PROJECT SUMMARY/ABSTRACT
The death of a loved one is monumentally painful, impacting 8 million in the US annually, and is a significant
cause of psychiatric and medical morbidity, including psychiatric sequelae such as depression, anxiety,
substance abuse, and complicated grief. Research exploring the association between social loss and brain
function are sparse, and diagnostic criteria for the emerging disorders are based on symptom clusters rather
than neural or genetic abnormalities, hindering pursuits of new therapeutic targets. This highlights the need
for proper animal models for social loss to mirror the behavioral symptomology to explore the neurobiological
mechanisms. Recently, we have developed an animal model of social loss using the socially monogamous
prairie vole (Microtus ochrogaster), which manifest similar behavioral symptomology and disruption to normal
mesolimbic reward pathway that occurs in social loss in humans. Our long-term goals are to dissect the
neurocircuitry of social loss (including the mesolimbic reward and corticolimbic pain pathways), define genetic
biomarkers of individual vulnerability and resiliency to social loss, and develop therapeutic intervention of
neural and behavioral symptoms that appear persistent. Our theoretical neurocircuit of social loss centers in
the limbic system, which receives dopamine (DA) signaling from the ventral tegmental area (VTA) and
augments motivational state and emotional valence. Our specific aims will test the following hypotheses: (AIM
1) Loss of specific relationship types can propagate persistent change to the functional and structural
connectivity of mesolimbic circuits; (AIM 2) Behavioral symptoms of long-term social loss are based on
disruption to DA neurotransmission and can be alleviated with photostimulation and chemical innervations
along select mesolimbic pathways; (AIM 3) Changes to the expression and activity of specific DA receptors in
mesolimbic regions are coupled to fluctuating motivational states during loss and seeking of partner-associated
cues.

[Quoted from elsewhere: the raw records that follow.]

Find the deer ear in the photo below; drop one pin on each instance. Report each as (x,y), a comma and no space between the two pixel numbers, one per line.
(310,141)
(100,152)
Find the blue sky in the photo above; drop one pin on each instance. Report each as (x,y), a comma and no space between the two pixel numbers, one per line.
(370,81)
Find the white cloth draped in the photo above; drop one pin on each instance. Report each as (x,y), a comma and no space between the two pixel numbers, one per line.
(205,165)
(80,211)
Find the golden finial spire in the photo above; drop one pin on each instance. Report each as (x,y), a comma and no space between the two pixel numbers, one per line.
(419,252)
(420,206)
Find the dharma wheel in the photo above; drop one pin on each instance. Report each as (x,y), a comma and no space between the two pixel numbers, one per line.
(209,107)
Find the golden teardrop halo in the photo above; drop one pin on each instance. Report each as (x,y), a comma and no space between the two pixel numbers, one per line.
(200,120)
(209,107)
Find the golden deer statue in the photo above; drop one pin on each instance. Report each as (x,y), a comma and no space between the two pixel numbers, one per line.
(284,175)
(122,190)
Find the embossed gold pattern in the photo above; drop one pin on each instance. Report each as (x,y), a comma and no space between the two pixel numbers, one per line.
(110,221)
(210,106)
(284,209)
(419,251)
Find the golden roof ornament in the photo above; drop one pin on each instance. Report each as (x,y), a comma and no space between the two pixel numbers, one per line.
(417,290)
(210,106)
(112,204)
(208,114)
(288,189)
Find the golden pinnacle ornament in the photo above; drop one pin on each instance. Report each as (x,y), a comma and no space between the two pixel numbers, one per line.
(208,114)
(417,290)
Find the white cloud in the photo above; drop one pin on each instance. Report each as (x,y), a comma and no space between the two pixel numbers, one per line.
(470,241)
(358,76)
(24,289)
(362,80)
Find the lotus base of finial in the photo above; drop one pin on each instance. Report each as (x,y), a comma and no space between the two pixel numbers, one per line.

This contribution is significant since it will establish that several pathways targeted by photostimulation
and pharmacological approaches have the potential to regulate behavioral symptomology of social loss
through mesolimbic activity. The proposed research is innovative as it is the first systematic evaluation of
neuromodulation of the mesolimbic system during partner loss in an animal model. Insight into the
neuromodulation of social loss is impactful as it may expand diagnostic criteria for the emerging mental health
disorders beyond symptom clusters and identifies neurochemical substrates for new therapeutic targets.